Overall, these Week 03 models provided a baseline view of anomaly structure in NSL-KDD: they revealed that attacks often occupy lower-density regions or lie far from the robust normal manifold, but they also showed that purely unsupervised detectors have limited precision when used alone in an operational IDS.


---
### **2.4 Supervised Machine Learning Models (Week 04)**

Three main models were trained:

#### **Logistic Regression**
- Fast, linear baseline
- Performs poorly on nonlinear attack behavior

#### **Random Forest Classifier**
- High performance
- Provides interpretable feature importances

#### **SVM with RBF Kernel**
- Very strong performance but computationally expensive
- Requires scaling and careful hyperparameter tuning


---
### **2.5 Model Evaluation and Comparison (Week 05)**

Metrics such as F1-score, precision, recall, and runtime were compared across all models. Key observations:

- Machine learning models significantly outperform statistical detectors.
- Random Forest achieved the best balance of performance and interpretability.
- SVM achieved slightly higher precision but required considerably more training time.
- Unsupervised models like LOF provided useful signal but lacked consistency.


---
### **2.6 Explainability and SHAP Analysis (Week 06)**

SHAP values were used for Random Forest and SVM to analyze feature contributions:

- Features such as **src_bytes**, **service_count**, and **duration** consistently showed strong importance.
- Attack records exhibited distinct SHAP patterns, assisting analysts in understanding why alerts were triggered.
- Permutation importance provided global interpretability.

---
## **3. Discussion**

The experiments demonstrate that both supervised and unsupervised methods have unique strengths for intrusion detection. Statistical detectors, while simple, are too rigid for complex network traffic. Density-based methods like LOF and DBSCAN can detect structural anomalies without labels but cannot achieve the consistency required for operational environments.

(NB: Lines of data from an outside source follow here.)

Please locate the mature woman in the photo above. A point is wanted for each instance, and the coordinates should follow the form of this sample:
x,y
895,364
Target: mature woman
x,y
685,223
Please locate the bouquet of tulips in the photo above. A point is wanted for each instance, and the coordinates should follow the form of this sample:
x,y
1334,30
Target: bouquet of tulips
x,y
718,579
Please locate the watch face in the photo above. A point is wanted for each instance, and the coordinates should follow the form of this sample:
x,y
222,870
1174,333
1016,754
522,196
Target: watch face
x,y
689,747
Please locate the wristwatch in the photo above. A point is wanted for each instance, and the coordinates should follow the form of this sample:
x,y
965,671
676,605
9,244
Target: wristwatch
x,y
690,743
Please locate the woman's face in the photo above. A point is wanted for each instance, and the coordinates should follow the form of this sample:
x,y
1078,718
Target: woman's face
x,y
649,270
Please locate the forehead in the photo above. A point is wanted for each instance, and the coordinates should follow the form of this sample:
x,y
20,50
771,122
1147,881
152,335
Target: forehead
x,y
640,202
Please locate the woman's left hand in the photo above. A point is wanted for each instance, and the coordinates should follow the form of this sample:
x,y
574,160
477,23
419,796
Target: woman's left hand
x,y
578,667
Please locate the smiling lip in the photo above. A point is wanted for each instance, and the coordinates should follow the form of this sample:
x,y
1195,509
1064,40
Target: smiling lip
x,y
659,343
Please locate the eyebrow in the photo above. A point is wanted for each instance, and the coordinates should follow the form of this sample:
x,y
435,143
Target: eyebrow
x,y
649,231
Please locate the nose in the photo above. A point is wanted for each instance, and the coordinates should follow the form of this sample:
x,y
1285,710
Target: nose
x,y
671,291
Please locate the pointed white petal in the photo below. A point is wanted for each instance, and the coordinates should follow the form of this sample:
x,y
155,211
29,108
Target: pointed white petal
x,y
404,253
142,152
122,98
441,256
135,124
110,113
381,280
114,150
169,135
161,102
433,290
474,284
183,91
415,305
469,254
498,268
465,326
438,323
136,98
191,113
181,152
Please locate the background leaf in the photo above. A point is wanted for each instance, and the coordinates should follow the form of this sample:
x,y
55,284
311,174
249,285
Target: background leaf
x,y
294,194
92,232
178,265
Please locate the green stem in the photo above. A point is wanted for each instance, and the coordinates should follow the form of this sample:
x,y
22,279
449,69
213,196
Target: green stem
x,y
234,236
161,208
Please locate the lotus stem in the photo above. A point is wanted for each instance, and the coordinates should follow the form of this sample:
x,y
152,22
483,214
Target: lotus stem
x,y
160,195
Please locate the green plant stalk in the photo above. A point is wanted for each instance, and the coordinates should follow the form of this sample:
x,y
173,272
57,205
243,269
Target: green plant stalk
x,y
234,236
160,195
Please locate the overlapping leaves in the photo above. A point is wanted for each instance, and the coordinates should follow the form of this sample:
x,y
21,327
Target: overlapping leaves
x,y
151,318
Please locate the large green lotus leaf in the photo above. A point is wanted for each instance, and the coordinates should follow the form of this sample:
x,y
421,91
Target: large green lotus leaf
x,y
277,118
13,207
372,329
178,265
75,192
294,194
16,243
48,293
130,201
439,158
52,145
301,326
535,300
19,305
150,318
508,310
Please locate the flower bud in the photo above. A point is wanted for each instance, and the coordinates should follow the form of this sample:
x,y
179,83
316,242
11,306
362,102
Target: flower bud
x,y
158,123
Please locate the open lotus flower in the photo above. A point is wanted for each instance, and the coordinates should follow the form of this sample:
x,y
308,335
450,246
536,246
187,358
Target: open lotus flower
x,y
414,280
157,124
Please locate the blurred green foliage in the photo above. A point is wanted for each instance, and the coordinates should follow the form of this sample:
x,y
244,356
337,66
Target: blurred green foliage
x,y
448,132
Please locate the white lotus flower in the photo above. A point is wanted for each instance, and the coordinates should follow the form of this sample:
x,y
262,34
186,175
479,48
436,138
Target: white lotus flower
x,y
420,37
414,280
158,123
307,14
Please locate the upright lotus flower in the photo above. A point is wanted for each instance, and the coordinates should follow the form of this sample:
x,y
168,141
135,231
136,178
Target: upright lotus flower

Supervised models—especially Random Forest and SVM—provide superior accuracy. However, they rely heavily on labeled training data and may degrade over time due to concept drift. In security contexts where attack patterns evolve, frequent retraining is essential.

Explainability plays a vital role in IDS adoption. SHAP values reveal which network features most strongly influence decisions, enabling analysts to validate alerts, investigate false positives, and refine defenses. The alignment between SHAP patterns and intuitive network behavior supports model trustworthiness.


---
## **4. Conclusion**

This project developed a comprehensive anomaly detection pipeline for the NSL-KDD dataset. By combining statistical techniques, classical machine learning algorithms, and modern explainability tools, the analysis highlights both the opportunities and challenges in building effective IDS systems.

Key conclusions:

- Random Forest and SVM remain strong supervised baselines for attack detection.
- Density-based unsupervised models add complementary insight.
- Statistical methods alone are insufficient for modern threat landscapes.
- Explainability, especially SHAP, strengthens analyst trust and supports operational deployment.

The methodology developed here forms a foundation for future improvements, including deep learning, streaming detection, and continuous model retraining to address concept drift.